A menos de un kilómetro de la Corte y del Zócalo, frente al Palacio de la Bellas Artes, vemos de nuevo a las triquis de Tierra Blanca Copala, comunidad rural de Oaxaca de la que fueron desplazados desde hace siete meses por la ambición de un grupo político que busca dejarlos sin tierra ni hogar. Esta semana, después de un fallido retorno organizado por los gobiernos estatal y federal, regresaron a dormir sobre el asfalto de la ciudad .
Algo se mueve este 13 de agosto de 2021. Pero no para todos. O no a los mismos tiempos.
Entre las nubes de una tarde lluviosa que cae, la maqueta del Huey Teocalli se alza en memoria de lo que alguna vez fue el Templo Mayor, el centro de la ciudad más grande del mundo, con trescientos mil habitantes. Sobre sus caras acartonadas, cuatro cañones proyectan los violetas y púrpuras del atardecer que las nubes escondieron.
El espectáculo proyectado por el gobierno de la ciudad está por comenzar. La plancha del Zócalo ha visto llenos más copiosos, hoy es fácil caminar entre las personas que guardan su distancia por la pandemia. La lluvia no espanta a todos. Los adornos luminosos que cuelgan de los balcones que rodean la plaza se apagan y por 15 minutos, todas las miradas quedan atentas al gran templo, casa de los señores del agua y de la guerra.
Desde ahí se cuenta una voz que retumba, cuenta la historia de la fundación y caída de Tenochtitlan, cuyo eco aún resuena en las culturas indígenas, memoria y presente. Ante niñas con coronas y espadas luminosas y niños boquiabiertos aparece Quetzalcóatl desde lo alto de la pirámide y surca sobre los espectadores.
Darinka, de nueve años, lo identifica de inmediato. Ella, junto con su hermano Neithan, de 6, y su mamá Viridiana vinieron a disfrutar de la proyección.

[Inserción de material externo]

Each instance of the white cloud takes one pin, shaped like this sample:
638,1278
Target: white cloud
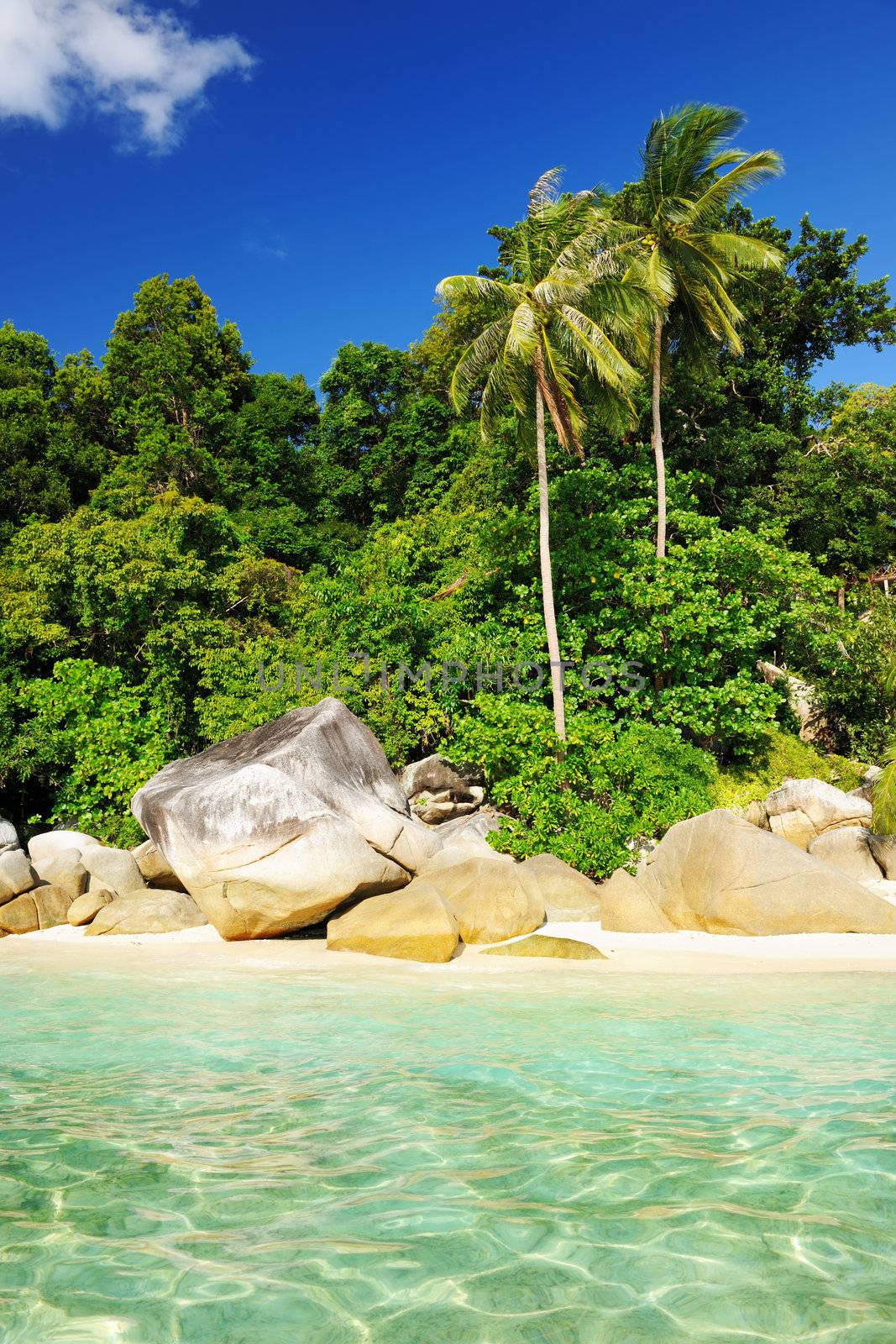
114,54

“Vinimos porque ella lo está viendo en la escuela, le gusta mucho y así se acuerda de todo”, dice Viridiana.
Otros, no están tan informados, como Juan Carlos y Angélica, una pareja de jóvenes que pasea con su hijo pequeño.
“Es que él está trabajando fuera, vino de vacaciones y salimos de paseo. No sabíamos que había algo, fue una sorpresa. Aquí escuchamos que de un aniversario, algo de 500 años, pero nada más”, confiesan.
Al terminar, en la voz de otro par de espectadores que dejan la plancha, se escucha una discusión:
— A mí no me gustó la animación, estaba muy rara, ni se veía bien.
— Bueno, pero a mí que me gusta la historia, creo que son cosas que se deberían repetir más.